Rather than attributing the crashes to driver error, he said the intersection had been badly designed and needed a rethink.

“The issues are the trajectory of the turn-off, and the fact there is a drop and that you have to cross two lanes of traffic to get across,” he said.

“Sometimes when the weather is bad you have visibility that is less than 50m and you’ve got other cars going 100km/h at you.”

In a space of four days last week, there were three crashes there.

Sick of the high number of crashes, residents and the community have been calling for lights to be installed. An online petition has attracted more than 3000 signatures.

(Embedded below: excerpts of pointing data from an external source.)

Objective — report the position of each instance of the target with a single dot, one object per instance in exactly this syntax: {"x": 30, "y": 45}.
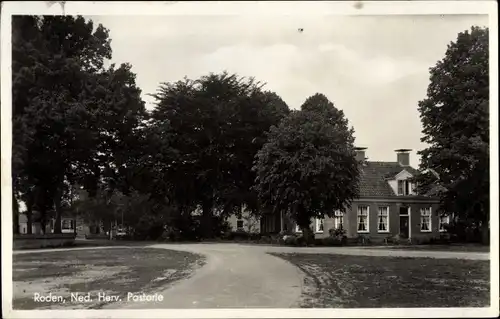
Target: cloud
{"x": 375, "y": 68}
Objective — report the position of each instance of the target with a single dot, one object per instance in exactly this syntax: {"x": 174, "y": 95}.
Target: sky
{"x": 374, "y": 68}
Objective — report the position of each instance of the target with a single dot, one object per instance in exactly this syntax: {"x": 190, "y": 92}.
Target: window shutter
{"x": 400, "y": 187}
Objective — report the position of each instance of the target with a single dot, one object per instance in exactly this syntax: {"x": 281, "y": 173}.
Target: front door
{"x": 404, "y": 226}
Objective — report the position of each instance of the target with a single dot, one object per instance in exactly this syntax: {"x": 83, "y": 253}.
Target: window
{"x": 383, "y": 219}
{"x": 297, "y": 229}
{"x": 444, "y": 220}
{"x": 363, "y": 219}
{"x": 338, "y": 220}
{"x": 425, "y": 220}
{"x": 320, "y": 225}
{"x": 239, "y": 224}
{"x": 66, "y": 224}
{"x": 404, "y": 187}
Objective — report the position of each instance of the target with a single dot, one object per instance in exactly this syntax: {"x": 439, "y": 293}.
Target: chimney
{"x": 403, "y": 156}
{"x": 360, "y": 154}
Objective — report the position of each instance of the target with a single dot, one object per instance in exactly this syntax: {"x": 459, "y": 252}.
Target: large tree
{"x": 455, "y": 118}
{"x": 72, "y": 116}
{"x": 308, "y": 165}
{"x": 214, "y": 126}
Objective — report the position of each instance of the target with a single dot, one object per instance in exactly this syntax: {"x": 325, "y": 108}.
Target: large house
{"x": 388, "y": 205}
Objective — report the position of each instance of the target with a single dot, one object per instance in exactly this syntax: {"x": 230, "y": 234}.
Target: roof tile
{"x": 374, "y": 175}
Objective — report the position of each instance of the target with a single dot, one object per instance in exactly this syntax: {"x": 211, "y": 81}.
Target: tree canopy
{"x": 455, "y": 118}
{"x": 308, "y": 165}
{"x": 72, "y": 117}
{"x": 213, "y": 127}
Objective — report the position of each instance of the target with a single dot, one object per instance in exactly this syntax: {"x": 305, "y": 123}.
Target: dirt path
{"x": 246, "y": 276}
{"x": 233, "y": 277}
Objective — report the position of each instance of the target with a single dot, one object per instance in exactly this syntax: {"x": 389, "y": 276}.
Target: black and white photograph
{"x": 249, "y": 159}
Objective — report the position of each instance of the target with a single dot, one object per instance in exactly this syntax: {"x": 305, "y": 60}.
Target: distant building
{"x": 388, "y": 205}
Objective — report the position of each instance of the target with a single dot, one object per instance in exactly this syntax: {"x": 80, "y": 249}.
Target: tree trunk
{"x": 485, "y": 233}
{"x": 308, "y": 235}
{"x": 57, "y": 207}
{"x": 206, "y": 220}
{"x": 15, "y": 214}
{"x": 29, "y": 219}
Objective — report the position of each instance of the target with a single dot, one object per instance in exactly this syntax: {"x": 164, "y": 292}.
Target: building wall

Although they had been considering a roundabout, Main Roads has now said this option is off the table. It is now looking at “treatment options” that include full median closure to prevent right turns onto and from Royal Palm Drive, or installing traffic signals at part of the intersection.

A spokesman said design was currently progressing for both options.

Traffic lights are installed at the intersections before and after the Royal Palm Drive exit.

Lights were installed at Port Kennedy Drive in 2014 after eight people died in crashes there over a 15 year period.